MOFS is looking for a senator to sponsor a secondary amendment, if we do get Tester-Hagen in, they will probably try to have it say that in case of an outbreak FDA could wipe out any exemptions that jeopardize the health of vulnerable populations. It's a victim-focused approach – each life matters so everyone must be made subject to the FDA. We can’t say lives don’t matter, but we can counter by saying: 1) we are not eliminating existing state and local regulation; 2) it's not likely that the FDA’s regulation will be the best mechanism to prevent outbreaks on small farms.

This MOFS coalition feels everything should be solely about whether the foods are high or low risk and not at all about how or by whom they are grown – even though small farms are not causing all the recalls and food scandals. An example would be spinach picked by hand on small farms by humans who can see if it has animal feces on it vs. 1,000+ acres of spinach picked by combine-like machines and going into huge processing plants commingled with many farms' spinach such that it take weeks or months to trace anything. So under this MOFS approach, once spinach is implicated, even if it's at a huge spinach operation, suddenly small farms are thrown in with larger farms under whatever approach FDA decides to take.

Our Sen. Jeff Merkley is a particular target, and I think Sen. Ron Wyden will be leaned on also. We need to have our voices heard too.

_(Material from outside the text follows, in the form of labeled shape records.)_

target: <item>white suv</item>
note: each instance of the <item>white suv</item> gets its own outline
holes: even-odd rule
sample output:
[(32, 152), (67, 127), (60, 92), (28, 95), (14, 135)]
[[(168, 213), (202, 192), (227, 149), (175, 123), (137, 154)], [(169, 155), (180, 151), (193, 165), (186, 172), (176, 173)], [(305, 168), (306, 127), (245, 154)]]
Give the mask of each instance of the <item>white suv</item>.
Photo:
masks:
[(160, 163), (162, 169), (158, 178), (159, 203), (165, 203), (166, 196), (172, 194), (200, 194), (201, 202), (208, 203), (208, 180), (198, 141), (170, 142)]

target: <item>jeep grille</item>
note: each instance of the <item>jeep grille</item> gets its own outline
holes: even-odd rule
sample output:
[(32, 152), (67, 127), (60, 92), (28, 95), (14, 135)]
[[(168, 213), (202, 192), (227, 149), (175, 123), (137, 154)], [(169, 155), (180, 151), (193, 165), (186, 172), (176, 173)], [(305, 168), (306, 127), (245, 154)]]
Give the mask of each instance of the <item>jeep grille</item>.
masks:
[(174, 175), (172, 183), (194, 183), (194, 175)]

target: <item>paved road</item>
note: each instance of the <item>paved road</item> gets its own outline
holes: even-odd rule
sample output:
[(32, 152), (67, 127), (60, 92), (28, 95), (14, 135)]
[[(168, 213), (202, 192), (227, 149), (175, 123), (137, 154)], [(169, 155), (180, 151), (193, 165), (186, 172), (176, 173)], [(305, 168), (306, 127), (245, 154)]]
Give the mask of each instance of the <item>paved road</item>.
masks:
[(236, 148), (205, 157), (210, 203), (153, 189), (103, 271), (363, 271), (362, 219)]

*****So on Nov. 15 or 16 (Monday or Tuesday), you should call both Oregon senators and those in any other state where you might have some sway.*****

PLEASE tell them you want Tester-Hagen amendment, and you do NOT want them modified by the Make Our Food Safe coalition’s proposals. Point out that Tester-Hagen does not exempt anyone from state and local regulation, and that adding another layer of government (the FDA) won’t improve the safety of small farms and processors, who are already doing a much better job than the larger food system."